Interestingly, Klein et al. note that they were able to engineer a single centyrin carrying two different siRNAs with no loss in potency (1). “Such dually conjugated molecules may be beneficial in order to develop therapies to prevent resistance mechanisms by targeting two either horizontal or vertical gene inhibition strategies,” Klein said. “Alternatively, two different siRNAs targeting the same gene could be delivered with the potential to achieve enhanced efficacy.”
“Overall, these data demonstrate the potential of Centyrin-siRNA conjugates to target cancer cells and silence oncogenes, paving the way to a new class of anticancer drugs,” Klein states (1).
Dillon said that as they continue to optimize the technology, she eventually sees it as a new approach to treating a variety of diseases that require precise, targeted therapy, and she hopes it will have the ability to target several genes.

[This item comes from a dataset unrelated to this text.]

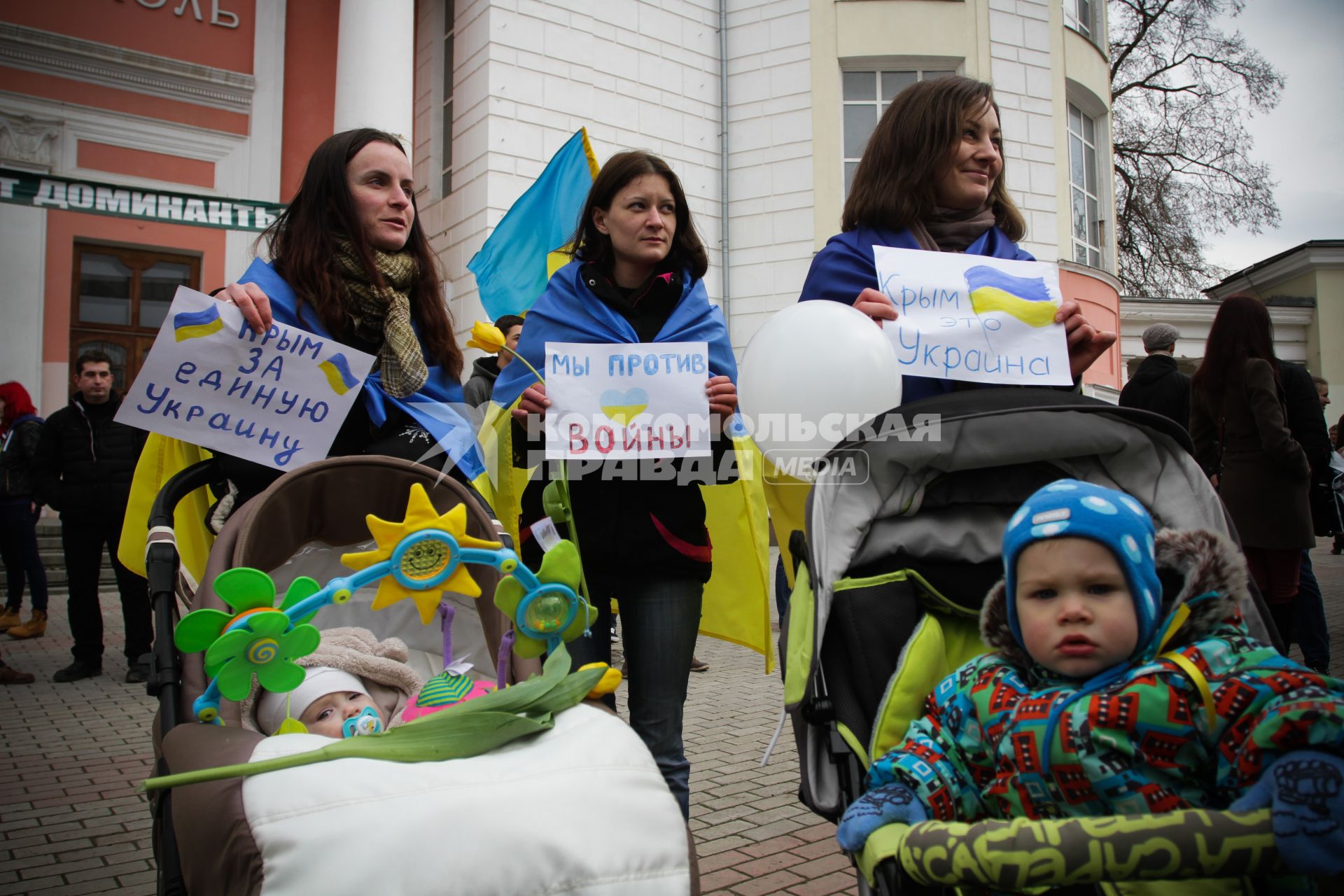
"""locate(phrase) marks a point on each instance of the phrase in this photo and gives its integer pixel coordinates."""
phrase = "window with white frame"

Two women pioneering a new path to treating genetic diseases
Founded in 2018 by Dillon and O’Neil, Aro Biotherapeutics is a Philadelphia-based company pioneering the path for tissue-targeted genetic medicine based on its proprietary centyrin technology.
In December 2019, Aro and Ionis Therapeutics partnered to advance a variety of antisense oligonucleotides (ASO) with the goal of enhancing a more efficient delivery system for the drugs using the centyrin technology.
“We remain excited about the promise of our combined technologies to bring new treatment options to patients,” said Dillon. “Ionis’ work in RNA-targeted therapeutics is transformative and we look forward to the continued advancement of new ASO-Centyrin therapeutic candidates as part of our collaboration.”
Frank Bennett, Ionis’ Chief Scientific Officer, said the unique centyrin technology will help further expand Ionis’ already robust pipeline, “allowing us to say ‘yes’ to even more patients who depend on Ionis for transformative therapies,” he said.
The future of Pompe treatment and Aro Biotherapeutics
Aro Biotherapeutics’ novel approach to treating Pompe disease could change how other genetic disorders and diseases like cancer are treated. As the clinical trial for ABX1100 starts in the coming year, the company is also focusing on using the technology for immune diseases and other genetic muscle conditions. Their proprietary centyrin technology overcomes the typical shortcoming of not being able to deliver the drug to the specific area in need, and the clinical results could pave the path for more medicines that use this technique.
- Klein D, Goldberg S, Theile CS, Dambra R, Haskell K, Kuhar E, Lin T, Parmar R, Manoharan M, Richter M, Wu M, Mendrola Zarazowski J, Jadhav V, Maier MA, Sepp-Lorenzino L, O’Neil K, Dudkin V. Centyrin ligands for extrahepatic delivery of siRNA. Mol Ther. 2021 Jun 2;29(6):2053-2066. doi: 10.1016/j.ymthe.2021.02.015. Epub 2021 Feb 15. PMID: 33601052; PMCID: PMC8178446.